The most common misapplication is treating access creep as a one-time recertification gap, which occurs when teams review only directory roles while leaving cloud permissions, secrets, and service-to-service grants untouched.

Examples and Use Cases

Implementing access controls rigorously often introduces review overhead and short-term friction, requiring organisations to weigh faster delivery against the cost of periodic entitlement cleanup.

  • A developer is moved from platform engineering to data analytics, but retains write access to production deployment roles, storage buckets, and a shared secret vault.
  • An AI agent finishes a pilot, yet its service account still has access to ticketing, source control, and external APIs because no offboarding workflow revoked the grants.
  • A contractor receives temporary JIT access during a migration, then the exception remains active after the project closes because the revocation step was never tied to the change ticket.
  • A machine identity used for CI/CD is copied into a new pipeline, but the original permissions are never reduced, creating two active paths to the same privileged resources.
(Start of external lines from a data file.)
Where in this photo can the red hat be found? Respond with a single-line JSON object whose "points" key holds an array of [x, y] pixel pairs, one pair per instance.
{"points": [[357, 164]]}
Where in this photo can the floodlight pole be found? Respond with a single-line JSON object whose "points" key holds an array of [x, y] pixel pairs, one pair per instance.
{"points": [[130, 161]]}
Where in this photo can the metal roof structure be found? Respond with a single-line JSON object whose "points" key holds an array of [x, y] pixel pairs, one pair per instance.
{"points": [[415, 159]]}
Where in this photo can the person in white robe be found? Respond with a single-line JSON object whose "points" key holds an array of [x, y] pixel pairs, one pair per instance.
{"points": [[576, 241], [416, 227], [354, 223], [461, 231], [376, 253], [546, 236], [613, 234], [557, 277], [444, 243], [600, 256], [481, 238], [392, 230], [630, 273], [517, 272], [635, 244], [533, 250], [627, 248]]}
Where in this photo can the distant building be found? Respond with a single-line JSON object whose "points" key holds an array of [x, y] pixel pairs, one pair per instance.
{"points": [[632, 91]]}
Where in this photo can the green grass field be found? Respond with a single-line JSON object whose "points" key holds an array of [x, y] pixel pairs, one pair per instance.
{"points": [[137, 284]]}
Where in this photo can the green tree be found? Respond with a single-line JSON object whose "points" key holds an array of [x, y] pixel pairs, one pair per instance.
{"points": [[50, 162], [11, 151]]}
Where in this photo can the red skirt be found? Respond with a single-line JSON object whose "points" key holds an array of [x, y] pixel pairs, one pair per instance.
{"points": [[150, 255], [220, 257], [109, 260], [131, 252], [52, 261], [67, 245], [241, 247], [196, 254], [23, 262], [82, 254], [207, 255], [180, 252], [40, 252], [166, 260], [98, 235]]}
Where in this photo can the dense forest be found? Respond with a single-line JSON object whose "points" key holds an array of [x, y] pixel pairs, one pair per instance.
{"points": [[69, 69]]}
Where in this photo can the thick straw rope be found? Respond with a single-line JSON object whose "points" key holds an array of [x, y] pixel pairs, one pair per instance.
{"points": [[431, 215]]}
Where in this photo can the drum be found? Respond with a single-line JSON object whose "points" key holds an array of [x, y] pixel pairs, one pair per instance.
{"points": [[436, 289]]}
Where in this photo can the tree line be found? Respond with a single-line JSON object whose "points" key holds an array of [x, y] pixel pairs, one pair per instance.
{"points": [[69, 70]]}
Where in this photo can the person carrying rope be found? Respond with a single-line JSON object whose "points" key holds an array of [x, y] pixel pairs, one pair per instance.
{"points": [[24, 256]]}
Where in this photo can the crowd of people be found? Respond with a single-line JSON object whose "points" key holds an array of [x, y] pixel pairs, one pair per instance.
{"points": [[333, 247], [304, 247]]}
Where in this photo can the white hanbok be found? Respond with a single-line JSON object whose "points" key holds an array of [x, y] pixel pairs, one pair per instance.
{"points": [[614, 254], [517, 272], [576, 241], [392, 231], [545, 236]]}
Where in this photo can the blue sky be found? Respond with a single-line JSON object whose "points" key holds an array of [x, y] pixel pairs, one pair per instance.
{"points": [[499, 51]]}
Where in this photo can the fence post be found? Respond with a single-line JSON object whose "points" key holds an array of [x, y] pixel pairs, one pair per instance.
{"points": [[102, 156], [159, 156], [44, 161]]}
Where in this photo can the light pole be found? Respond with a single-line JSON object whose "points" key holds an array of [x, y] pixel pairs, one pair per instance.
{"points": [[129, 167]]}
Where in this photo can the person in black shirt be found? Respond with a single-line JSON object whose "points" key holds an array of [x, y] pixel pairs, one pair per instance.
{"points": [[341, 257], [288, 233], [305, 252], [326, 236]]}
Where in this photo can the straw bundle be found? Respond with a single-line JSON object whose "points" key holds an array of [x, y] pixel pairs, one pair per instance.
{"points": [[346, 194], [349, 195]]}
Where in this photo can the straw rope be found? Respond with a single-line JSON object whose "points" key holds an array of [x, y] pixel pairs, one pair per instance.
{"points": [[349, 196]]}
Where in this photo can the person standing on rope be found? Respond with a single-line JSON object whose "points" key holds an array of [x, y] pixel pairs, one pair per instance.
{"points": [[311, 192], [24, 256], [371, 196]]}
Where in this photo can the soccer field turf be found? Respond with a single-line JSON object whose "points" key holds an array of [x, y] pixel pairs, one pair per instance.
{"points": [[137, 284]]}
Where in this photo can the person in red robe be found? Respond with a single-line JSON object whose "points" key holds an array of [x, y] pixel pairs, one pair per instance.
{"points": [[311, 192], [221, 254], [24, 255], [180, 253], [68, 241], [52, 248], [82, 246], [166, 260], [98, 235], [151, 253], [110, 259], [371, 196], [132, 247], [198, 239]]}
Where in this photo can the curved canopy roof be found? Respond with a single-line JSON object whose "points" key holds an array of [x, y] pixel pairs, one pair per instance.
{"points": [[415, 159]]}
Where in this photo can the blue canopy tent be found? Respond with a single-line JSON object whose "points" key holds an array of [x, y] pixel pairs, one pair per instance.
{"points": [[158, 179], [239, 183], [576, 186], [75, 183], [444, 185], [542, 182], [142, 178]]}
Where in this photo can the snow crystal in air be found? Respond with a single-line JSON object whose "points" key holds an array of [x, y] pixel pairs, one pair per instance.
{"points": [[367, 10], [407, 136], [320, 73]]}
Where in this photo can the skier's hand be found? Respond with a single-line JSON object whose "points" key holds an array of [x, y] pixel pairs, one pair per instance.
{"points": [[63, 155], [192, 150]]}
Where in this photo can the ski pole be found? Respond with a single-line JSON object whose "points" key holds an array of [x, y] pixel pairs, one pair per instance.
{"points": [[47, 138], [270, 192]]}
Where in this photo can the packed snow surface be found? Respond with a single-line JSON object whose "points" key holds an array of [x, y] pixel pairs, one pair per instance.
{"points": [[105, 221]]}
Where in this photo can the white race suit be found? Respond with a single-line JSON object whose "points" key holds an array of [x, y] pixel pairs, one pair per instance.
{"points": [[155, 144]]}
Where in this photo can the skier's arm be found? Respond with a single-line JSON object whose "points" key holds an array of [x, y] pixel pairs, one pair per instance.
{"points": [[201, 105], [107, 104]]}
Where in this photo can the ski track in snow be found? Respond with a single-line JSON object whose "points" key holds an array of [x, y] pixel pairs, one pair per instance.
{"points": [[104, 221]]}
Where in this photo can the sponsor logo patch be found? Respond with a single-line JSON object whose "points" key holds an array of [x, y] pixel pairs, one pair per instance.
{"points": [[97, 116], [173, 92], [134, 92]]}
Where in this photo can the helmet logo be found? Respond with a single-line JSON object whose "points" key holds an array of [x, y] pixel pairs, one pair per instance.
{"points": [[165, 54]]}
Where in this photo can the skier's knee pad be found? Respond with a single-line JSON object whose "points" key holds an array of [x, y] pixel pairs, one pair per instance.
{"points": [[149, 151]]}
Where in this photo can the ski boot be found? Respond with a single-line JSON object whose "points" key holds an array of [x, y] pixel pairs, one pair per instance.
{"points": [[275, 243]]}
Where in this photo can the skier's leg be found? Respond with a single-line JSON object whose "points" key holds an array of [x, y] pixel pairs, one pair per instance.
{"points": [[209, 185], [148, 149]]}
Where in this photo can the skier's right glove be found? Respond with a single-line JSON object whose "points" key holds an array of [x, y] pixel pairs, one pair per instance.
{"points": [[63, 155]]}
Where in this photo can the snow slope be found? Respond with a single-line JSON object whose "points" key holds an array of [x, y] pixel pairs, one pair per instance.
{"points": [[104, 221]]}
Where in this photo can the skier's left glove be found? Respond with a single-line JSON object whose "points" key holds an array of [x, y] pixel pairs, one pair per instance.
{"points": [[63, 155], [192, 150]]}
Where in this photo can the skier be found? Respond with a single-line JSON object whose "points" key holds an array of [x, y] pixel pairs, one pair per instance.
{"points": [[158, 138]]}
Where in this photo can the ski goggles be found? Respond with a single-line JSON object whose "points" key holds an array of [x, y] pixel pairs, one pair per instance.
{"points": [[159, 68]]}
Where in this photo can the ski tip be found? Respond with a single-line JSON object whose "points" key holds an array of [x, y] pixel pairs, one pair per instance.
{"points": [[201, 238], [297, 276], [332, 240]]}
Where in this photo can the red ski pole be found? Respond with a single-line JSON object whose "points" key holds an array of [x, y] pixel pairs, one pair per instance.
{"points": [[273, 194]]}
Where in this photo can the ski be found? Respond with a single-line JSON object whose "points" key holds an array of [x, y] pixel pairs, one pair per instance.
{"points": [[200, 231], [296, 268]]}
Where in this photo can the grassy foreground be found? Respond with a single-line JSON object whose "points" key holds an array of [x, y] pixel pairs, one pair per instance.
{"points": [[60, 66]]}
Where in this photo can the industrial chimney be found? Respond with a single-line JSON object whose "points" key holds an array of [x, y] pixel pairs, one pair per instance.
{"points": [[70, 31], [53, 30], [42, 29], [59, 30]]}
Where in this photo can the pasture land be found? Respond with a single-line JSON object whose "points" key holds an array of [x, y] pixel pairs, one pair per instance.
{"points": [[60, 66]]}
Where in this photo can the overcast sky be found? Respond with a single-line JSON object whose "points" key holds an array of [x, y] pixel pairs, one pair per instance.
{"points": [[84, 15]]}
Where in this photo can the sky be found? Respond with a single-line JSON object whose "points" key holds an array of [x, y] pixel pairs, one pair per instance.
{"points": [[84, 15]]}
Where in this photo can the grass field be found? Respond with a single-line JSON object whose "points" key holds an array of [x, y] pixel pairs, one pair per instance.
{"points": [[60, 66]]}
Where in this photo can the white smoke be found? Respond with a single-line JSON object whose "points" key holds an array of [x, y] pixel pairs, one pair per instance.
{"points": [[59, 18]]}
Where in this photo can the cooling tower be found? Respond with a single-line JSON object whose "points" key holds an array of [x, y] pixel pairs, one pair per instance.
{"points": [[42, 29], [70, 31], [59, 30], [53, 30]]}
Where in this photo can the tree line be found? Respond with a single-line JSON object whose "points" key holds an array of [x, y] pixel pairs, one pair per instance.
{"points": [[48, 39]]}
These patterns are discussed in NHI lifecycle guidance in the Ultimate Guide to NHIs, and the operational failure mode is visible in breach patterns catalogued in the 52 NHI Breaches Analysis. For service accounts and API keys, access creep is often the hidden layer beneath what looks like ordinary privilege allocation.

Why It Matters in NHI Security

Access creep matters because it breaks least privilege, blurs ownership, and makes incident scope harder to contain. In NHI environments, an old entitlement can become an attacker’s easiest path if an identity is reused, shared, or never rotated. NHI Mgmt Group research shows that the key challenges and risks are often tied to excessive permissions, weak visibility, and incomplete offboarding, while 97% of NHIs carry excessive privileges, increasing unauthorised access and broadening the attack surface.

That finding is especially relevant when organisations rely on long-lived credentials, because the identity problem becomes both a governance issue and an exposure problem. The practical response is to tie access reviews to lifecycle events, use OWASP Non-Human Identity Top 10 guidance for entitlement hygiene, and validate that privileges shrink when the business need ends. Access creep is rarely obvious during normal operations; it becomes visible after an audit failure, a lateral movement investigation, or a compromised account reveals permissions no one expected to still exist.

Standards & Framework Alignment

This section maps relevant standards and security frameworks to the operational risks and controls described in this guidance.

OWASP Non-Human Identity Top 10 address the attack and risk surface, while NIST Zero Trust (SP 800-207) and NIST CSF 2.0 set the governance and control requirements practitioners need to meet.

Framework Control / Reference Relevance
OWASP Non-Human Identity Top 10 NHI-02 Addresses excessive permissions and lifecycle weakness in NHI environments.
NIST Zero Trust (SP 800-207) PDP/PEP principles Zero trust requires continuous verification of identity and authorization scope.
NIST CSF 2.0 PR.AC-4 Least-privilege access management is central to controlling entitlement drift.

Review and reduce NHI entitlements regularly, then revoke stale access at every role or workflow change.